"Dalle Piazze alla Competizione: La Sfida della Cittadinanza Attiva nella Cultura Patriarcale"

 


Ho letto nella bacheca di Francesco Campobasso la frase di Guglielmo Minervini, "I nuovi laboratori del futuro non saranno i vecchi studi professionali, ma le antiche piazze, moderne agorà della partecipazione collettiva" , racchiude una visione di cittadinanza attiva ed inclusiva, in cui il cambiamento sociale e politico non avviene più nei luoghi elitari e chiusi come gli studi professionali, ma negli spazi aperti, pubblici, dove le persone si incontrano, discutono, e co-creano il futuro. Minervini immagina una società in cui l'agorà, simbolo della democrazia diretta ateniese, torna a essere il luogo cardine della vita pubblica, capace di coinvolgere ogni cittadino in un processo decisionale condiviso.

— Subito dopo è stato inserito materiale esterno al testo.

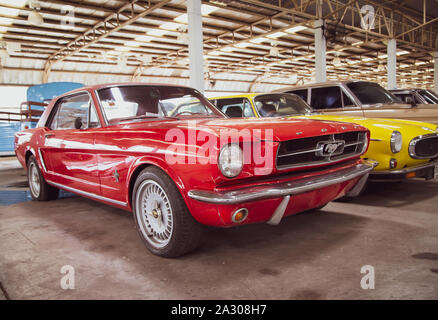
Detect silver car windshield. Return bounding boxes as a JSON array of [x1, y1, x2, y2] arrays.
[[254, 93, 314, 117]]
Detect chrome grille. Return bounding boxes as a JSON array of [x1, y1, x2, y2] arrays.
[[276, 131, 367, 170], [409, 133, 438, 159]]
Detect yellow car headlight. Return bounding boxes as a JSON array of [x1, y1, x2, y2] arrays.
[[390, 131, 402, 153]]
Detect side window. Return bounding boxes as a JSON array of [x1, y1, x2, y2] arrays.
[[395, 94, 410, 103], [310, 87, 343, 110], [342, 91, 354, 107], [215, 98, 252, 118], [49, 94, 90, 130], [288, 89, 308, 102]]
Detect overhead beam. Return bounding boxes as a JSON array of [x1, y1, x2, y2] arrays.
[[42, 0, 172, 82]]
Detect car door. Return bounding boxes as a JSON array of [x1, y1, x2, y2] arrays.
[[309, 86, 365, 117], [41, 92, 101, 195]]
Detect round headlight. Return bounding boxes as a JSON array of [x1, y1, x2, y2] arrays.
[[390, 131, 402, 153], [218, 144, 243, 178]]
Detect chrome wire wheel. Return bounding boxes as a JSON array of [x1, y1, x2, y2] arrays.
[[29, 162, 41, 198], [135, 180, 173, 249]]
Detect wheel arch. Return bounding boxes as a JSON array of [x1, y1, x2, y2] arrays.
[[126, 157, 187, 209]]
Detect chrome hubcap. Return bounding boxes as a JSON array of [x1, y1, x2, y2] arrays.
[[29, 163, 40, 198], [135, 180, 173, 248]]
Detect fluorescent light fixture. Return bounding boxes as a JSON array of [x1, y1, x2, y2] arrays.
[[160, 22, 183, 30], [396, 50, 409, 56], [116, 46, 130, 52], [209, 50, 223, 56], [201, 4, 218, 15], [175, 14, 188, 23], [250, 37, 268, 44], [147, 29, 167, 37], [0, 17, 13, 25], [135, 35, 153, 42], [415, 61, 427, 65], [0, 7, 21, 16], [362, 57, 373, 62], [351, 40, 364, 46], [174, 4, 218, 23], [221, 46, 234, 52], [267, 31, 286, 39], [125, 41, 140, 48], [285, 25, 307, 33], [234, 42, 249, 48]]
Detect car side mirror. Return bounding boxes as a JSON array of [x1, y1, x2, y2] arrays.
[[74, 117, 83, 129]]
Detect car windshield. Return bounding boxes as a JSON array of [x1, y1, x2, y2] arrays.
[[418, 90, 438, 104], [253, 93, 314, 117], [97, 85, 224, 125], [347, 82, 401, 105]]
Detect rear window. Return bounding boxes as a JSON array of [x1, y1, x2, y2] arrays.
[[418, 90, 438, 104], [347, 82, 400, 105]]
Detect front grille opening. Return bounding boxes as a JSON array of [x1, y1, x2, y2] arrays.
[[414, 137, 438, 158], [277, 131, 366, 170]]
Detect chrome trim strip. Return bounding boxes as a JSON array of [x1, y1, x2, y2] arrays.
[[370, 139, 382, 142], [344, 141, 364, 147], [408, 133, 438, 159], [370, 159, 438, 175], [277, 147, 322, 158], [46, 180, 128, 207], [267, 195, 290, 226], [188, 160, 376, 205], [38, 148, 47, 173]]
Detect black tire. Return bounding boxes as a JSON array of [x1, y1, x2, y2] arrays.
[[132, 166, 202, 258], [27, 155, 59, 201]]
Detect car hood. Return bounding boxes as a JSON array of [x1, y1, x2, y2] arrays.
[[293, 114, 437, 140], [121, 117, 366, 142]]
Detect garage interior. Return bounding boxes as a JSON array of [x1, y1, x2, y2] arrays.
[[1, 0, 438, 300]]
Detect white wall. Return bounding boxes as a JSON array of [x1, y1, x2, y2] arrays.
[[0, 86, 27, 113]]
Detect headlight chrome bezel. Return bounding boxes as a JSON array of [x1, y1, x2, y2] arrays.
[[390, 131, 402, 154], [218, 144, 244, 178]]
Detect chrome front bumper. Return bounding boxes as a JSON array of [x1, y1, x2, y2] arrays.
[[369, 159, 438, 180], [188, 160, 377, 206]]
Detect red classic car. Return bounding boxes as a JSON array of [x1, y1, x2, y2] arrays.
[[15, 83, 374, 257]]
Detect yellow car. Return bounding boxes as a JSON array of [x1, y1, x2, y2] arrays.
[[210, 93, 438, 181]]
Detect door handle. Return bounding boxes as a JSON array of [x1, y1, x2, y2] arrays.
[[45, 133, 55, 138]]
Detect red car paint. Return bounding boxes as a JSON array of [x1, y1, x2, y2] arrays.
[[15, 83, 370, 227]]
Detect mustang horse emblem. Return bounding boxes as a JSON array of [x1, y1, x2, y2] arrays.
[[317, 141, 345, 157]]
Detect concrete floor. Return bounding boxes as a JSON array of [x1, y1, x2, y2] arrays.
[[0, 161, 437, 300]]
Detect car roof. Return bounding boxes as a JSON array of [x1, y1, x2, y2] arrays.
[[272, 80, 372, 92], [55, 82, 193, 99]]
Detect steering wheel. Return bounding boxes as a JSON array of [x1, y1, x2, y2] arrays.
[[172, 111, 200, 117]]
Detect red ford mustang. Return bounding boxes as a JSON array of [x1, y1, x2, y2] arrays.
[[15, 83, 374, 257]]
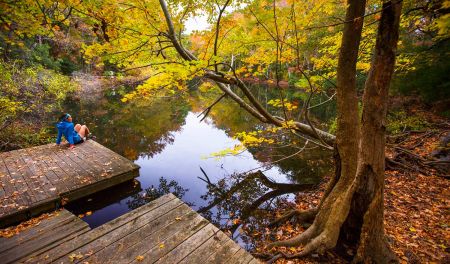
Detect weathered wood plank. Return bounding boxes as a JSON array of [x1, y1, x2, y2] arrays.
[[2, 152, 34, 207], [124, 214, 209, 264], [0, 210, 73, 254], [1, 195, 260, 264], [204, 234, 242, 263], [80, 202, 195, 264], [30, 193, 177, 263], [24, 149, 66, 194], [155, 223, 219, 264], [56, 198, 186, 263], [17, 149, 54, 203], [88, 141, 137, 168], [0, 141, 140, 227], [0, 209, 90, 264], [178, 228, 233, 264]]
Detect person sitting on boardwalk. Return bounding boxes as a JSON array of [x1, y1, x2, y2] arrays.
[[56, 113, 90, 149]]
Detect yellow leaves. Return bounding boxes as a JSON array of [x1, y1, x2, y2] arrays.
[[135, 255, 144, 261], [85, 211, 92, 216], [68, 253, 83, 262], [175, 217, 182, 221], [268, 99, 298, 111], [435, 13, 450, 38], [198, 81, 214, 92], [210, 144, 246, 159], [159, 243, 165, 248], [356, 61, 371, 72]]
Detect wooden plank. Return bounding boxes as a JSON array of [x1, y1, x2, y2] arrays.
[[30, 194, 177, 263], [64, 148, 100, 182], [44, 149, 81, 190], [0, 209, 73, 254], [1, 195, 259, 264], [84, 141, 138, 172], [70, 147, 105, 178], [55, 198, 186, 263], [19, 224, 90, 264], [78, 143, 121, 179], [1, 152, 34, 207], [38, 150, 72, 193], [17, 148, 54, 203], [155, 223, 219, 264], [125, 214, 209, 264], [25, 149, 67, 195], [204, 236, 242, 263], [88, 141, 137, 168], [52, 148, 96, 188], [0, 215, 89, 264], [248, 258, 261, 264], [0, 157, 17, 199], [80, 202, 195, 264], [15, 149, 47, 203], [0, 141, 140, 229], [178, 228, 232, 264]]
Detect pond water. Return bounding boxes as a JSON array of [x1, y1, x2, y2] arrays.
[[60, 85, 334, 244]]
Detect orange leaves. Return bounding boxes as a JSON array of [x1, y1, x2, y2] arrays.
[[0, 211, 58, 238], [78, 211, 92, 218]]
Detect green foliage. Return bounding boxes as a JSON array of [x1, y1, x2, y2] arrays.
[[0, 59, 78, 150], [392, 44, 450, 103], [31, 44, 62, 71], [387, 110, 429, 134], [60, 57, 79, 75], [328, 117, 337, 134]]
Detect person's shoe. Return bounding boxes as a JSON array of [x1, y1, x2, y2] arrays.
[[86, 134, 96, 140]]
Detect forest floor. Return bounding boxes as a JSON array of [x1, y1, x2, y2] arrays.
[[250, 106, 449, 263]]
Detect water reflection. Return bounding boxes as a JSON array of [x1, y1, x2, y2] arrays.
[[62, 85, 333, 232], [127, 177, 192, 210]]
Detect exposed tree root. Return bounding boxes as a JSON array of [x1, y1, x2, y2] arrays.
[[268, 208, 317, 227]]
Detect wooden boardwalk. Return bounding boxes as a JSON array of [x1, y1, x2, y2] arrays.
[[0, 140, 140, 227], [1, 194, 259, 264], [0, 209, 91, 264]]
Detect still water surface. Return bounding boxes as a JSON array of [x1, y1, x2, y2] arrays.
[[62, 87, 333, 235]]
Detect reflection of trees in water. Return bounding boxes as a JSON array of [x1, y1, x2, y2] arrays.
[[126, 177, 193, 210], [192, 88, 333, 185], [198, 169, 315, 241], [64, 91, 190, 161], [247, 141, 332, 185]]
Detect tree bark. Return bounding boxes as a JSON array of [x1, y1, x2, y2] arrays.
[[348, 1, 402, 262], [268, 0, 366, 254], [269, 1, 402, 262]]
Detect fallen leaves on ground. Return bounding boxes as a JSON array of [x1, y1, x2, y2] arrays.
[[135, 255, 144, 261], [68, 253, 83, 262], [248, 126, 449, 263], [0, 210, 60, 238]]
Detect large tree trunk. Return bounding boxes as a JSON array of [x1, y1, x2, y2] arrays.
[[268, 0, 366, 254], [268, 1, 402, 262], [347, 1, 402, 262]]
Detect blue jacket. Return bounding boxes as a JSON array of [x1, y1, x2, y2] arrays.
[[56, 121, 81, 145]]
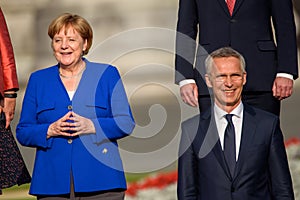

Tuttavia, questa visione non è ancora divenuta il nostro modo di vivere quotidiano. E il motivo risiede profondamente nella nostra cultura che è praticata sia dai clericali e liberali che dalle persone di destra e sinistra, ancora ancorata a modelli patriarcali e competitivi che scoraggiano la partecipazione collettiva e promuovono invece la separazione, la gerarchia e il controllo centralizzato del potere. Nella nostra società, le dinamiche che valorizzano il successo individuale e la competizione prevalgono sul senso di comunità e solidarietà. Questa mentalità patriarcale vede il potere come qualcosa da detenere e proteggere, e non da condividere o distribuire tra tutti. Il confronto aperto e partecipativo viene percepito come una minaccia, perché minerebbe le fondamenta stesse di un sistema costruito su disuguaglianze strutturali.

Le "antiche piazze" proposte da Minervini simboleggiano una partecipazione orizzontale e inclusiva, dove ogni individuo ha voce in capitolo, a prescindere dal suo status sociale o dal suo ruolo professionale. Ma per molti versi, la nostra cultura della competizione non permette che tali spazi fioriscano. La piazza, come spazio di dialogo collettivo, è stata sostituita dalle "bolle" individualistiche create dai social media, dove le opinioni si polarizzano invece di convergere in dibattiti costruttivi. Il patriarcato clericale, liberale, di destra e di sinistra tende a ridurre al minimo l'inclusione, marginalizzando le minoranze, le donne, i giovani, e altre voci meno rappresentate, perpetuando la dinamica di pochi che decidono per i molti.

In questo contesto, la sfida più grande è trasformare la mentalità culturale che sostiene la gerarchia e la competizione come forme di progresso e potere. Questo tipo di trasformazione richiede un cambiamento sistemico, che abbracci una nuova idea di cittadinanza attiva: un cittadino non più solo spettatore passivo, ma attore principale del cambiamento collettivo. Invece di vedere la piazza come uno spazio di scontro o di esibizione, dobbiamo ripensarla come il luogo naturale della collaborazione, della creatività condivisa e dell'ascolto reciproco.

Il fallimento nel realizzare la visione di Minervini fino ad oggi dimostra quanto sia radicato il modello patriarcale competitivo nella nostra cultura. Solo una società che supera questa mentalità, aprendosi alla cooperazione e alla partecipazione democratica dal basso, può davvero realizzare il sogno di moderne agorà dove il futuro si costruisce collettivamente.